All but the youngest member of the group, whose ages ranged from 13 to 19, were imprisoned on death row after false accusations from the women and convictions by all-white juries. All were eventually freed without executions, although several suffered for many years in prison.
One, Haywood Paterson, escaped. While a fugitive, he helped publish a book about the case. Patterson was captured soon after, but the governor of Michigan refused his extradition to Alabama in 1950.
Over time, the case became a symbol of the tragedies wrought by racial injustice. It inspired popular songs, books and films. A Broadway musical was staged in 2010, the same year a museum dedicated to the case opened in Scottsboro.

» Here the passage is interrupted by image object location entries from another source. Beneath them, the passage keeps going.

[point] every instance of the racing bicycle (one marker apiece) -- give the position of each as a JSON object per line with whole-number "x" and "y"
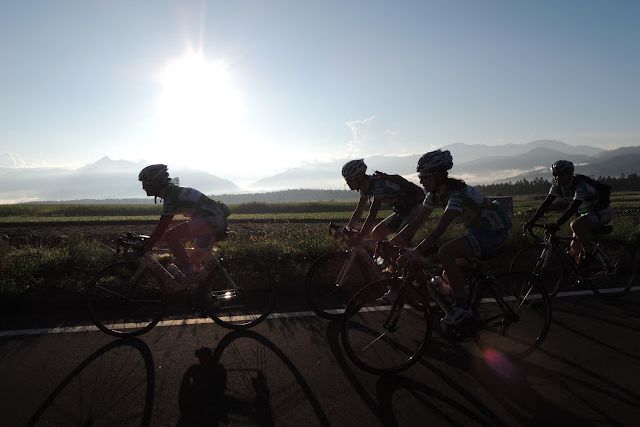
{"x": 129, "y": 297}
{"x": 384, "y": 335}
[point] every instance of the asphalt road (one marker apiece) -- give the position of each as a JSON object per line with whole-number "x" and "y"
{"x": 292, "y": 371}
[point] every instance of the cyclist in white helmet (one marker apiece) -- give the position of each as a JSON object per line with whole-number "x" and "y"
{"x": 487, "y": 224}
{"x": 589, "y": 199}
{"x": 208, "y": 218}
{"x": 381, "y": 189}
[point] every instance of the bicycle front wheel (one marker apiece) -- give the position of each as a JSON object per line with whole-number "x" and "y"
{"x": 331, "y": 282}
{"x": 551, "y": 274}
{"x": 123, "y": 305}
{"x": 240, "y": 293}
{"x": 382, "y": 336}
{"x": 613, "y": 269}
{"x": 513, "y": 314}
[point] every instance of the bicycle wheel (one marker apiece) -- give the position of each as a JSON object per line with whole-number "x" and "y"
{"x": 513, "y": 313}
{"x": 613, "y": 269}
{"x": 240, "y": 293}
{"x": 381, "y": 337}
{"x": 552, "y": 274}
{"x": 123, "y": 306}
{"x": 330, "y": 284}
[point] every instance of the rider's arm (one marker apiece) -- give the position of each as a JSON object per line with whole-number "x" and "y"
{"x": 158, "y": 232}
{"x": 413, "y": 226}
{"x": 543, "y": 208}
{"x": 446, "y": 219}
{"x": 371, "y": 217}
{"x": 357, "y": 214}
{"x": 573, "y": 209}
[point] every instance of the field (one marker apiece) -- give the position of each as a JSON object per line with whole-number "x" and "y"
{"x": 52, "y": 250}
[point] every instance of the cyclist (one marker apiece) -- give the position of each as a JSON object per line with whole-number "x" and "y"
{"x": 589, "y": 200}
{"x": 487, "y": 224}
{"x": 208, "y": 218}
{"x": 381, "y": 189}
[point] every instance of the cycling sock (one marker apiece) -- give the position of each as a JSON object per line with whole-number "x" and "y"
{"x": 462, "y": 302}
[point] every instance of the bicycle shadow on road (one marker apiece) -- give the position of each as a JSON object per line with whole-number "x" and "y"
{"x": 114, "y": 385}
{"x": 478, "y": 413}
{"x": 533, "y": 393}
{"x": 247, "y": 377}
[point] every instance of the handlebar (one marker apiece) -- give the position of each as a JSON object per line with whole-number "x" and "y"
{"x": 130, "y": 241}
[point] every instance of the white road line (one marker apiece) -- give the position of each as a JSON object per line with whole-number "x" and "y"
{"x": 199, "y": 321}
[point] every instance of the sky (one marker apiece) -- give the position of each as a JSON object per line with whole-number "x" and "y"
{"x": 246, "y": 89}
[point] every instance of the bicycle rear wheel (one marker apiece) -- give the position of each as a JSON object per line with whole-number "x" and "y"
{"x": 513, "y": 314}
{"x": 240, "y": 293}
{"x": 330, "y": 284}
{"x": 613, "y": 269}
{"x": 552, "y": 274}
{"x": 122, "y": 305}
{"x": 381, "y": 337}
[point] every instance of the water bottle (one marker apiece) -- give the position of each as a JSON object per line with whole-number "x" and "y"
{"x": 178, "y": 276}
{"x": 443, "y": 287}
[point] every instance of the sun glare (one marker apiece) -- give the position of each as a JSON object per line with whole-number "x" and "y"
{"x": 198, "y": 103}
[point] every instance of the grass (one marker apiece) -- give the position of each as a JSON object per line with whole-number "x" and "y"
{"x": 63, "y": 268}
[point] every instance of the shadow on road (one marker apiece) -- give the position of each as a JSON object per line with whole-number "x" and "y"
{"x": 113, "y": 386}
{"x": 247, "y": 377}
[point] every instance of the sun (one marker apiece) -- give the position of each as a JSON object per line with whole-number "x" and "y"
{"x": 198, "y": 103}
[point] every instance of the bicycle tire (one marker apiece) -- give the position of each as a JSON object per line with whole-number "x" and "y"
{"x": 613, "y": 274}
{"x": 376, "y": 348}
{"x": 554, "y": 276}
{"x": 325, "y": 296}
{"x": 123, "y": 308}
{"x": 498, "y": 330}
{"x": 239, "y": 293}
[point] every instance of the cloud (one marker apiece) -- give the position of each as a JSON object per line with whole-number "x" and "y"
{"x": 370, "y": 136}
{"x": 11, "y": 160}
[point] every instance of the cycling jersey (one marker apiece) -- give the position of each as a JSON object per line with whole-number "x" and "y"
{"x": 584, "y": 189}
{"x": 395, "y": 191}
{"x": 477, "y": 212}
{"x": 190, "y": 202}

The legal saga also set important legal precedents, including a Supreme Court decision that outlawed the practice of systematically excluding black people from juries.
The last of the men died in 1989.
The House approved the legislation Thursday morning in a 103-0 vote. The measure earlier passed the Senate 29-0.
"This is a great for Alabama. It was long overdue," said Democratic Rep. Laura Hall of Huntsville, who sponsored the bill in the House.
House Speaker Mike Hubbard, a Republican, said, "You can't change history, but you can take steps to right the wrongs of the past. The fact that this passed unanimously shows that today's 21st century Alabama is far removed from the one that caused such pain for so many so long ago."
That distance is still being measured.
Benjamin Todd Jealous, president and CEO of the NAACP, applauded the correction of "an historic miscarriage of justice." But he noted that Alabama is involved in a Supreme Court case over the Voting Rights Act and has passed laws that critics say are discriminatory against immigrants in the country illegally.
"Like so many communities that have had tried to move beyond their ugliest chapters, Alabama has learned you can only move forward if you are honest about your past," Jealous said. "It's heartening that this was a unanimous vote."
"Unfortunately," he continued, "Alabama still needs to confront its present."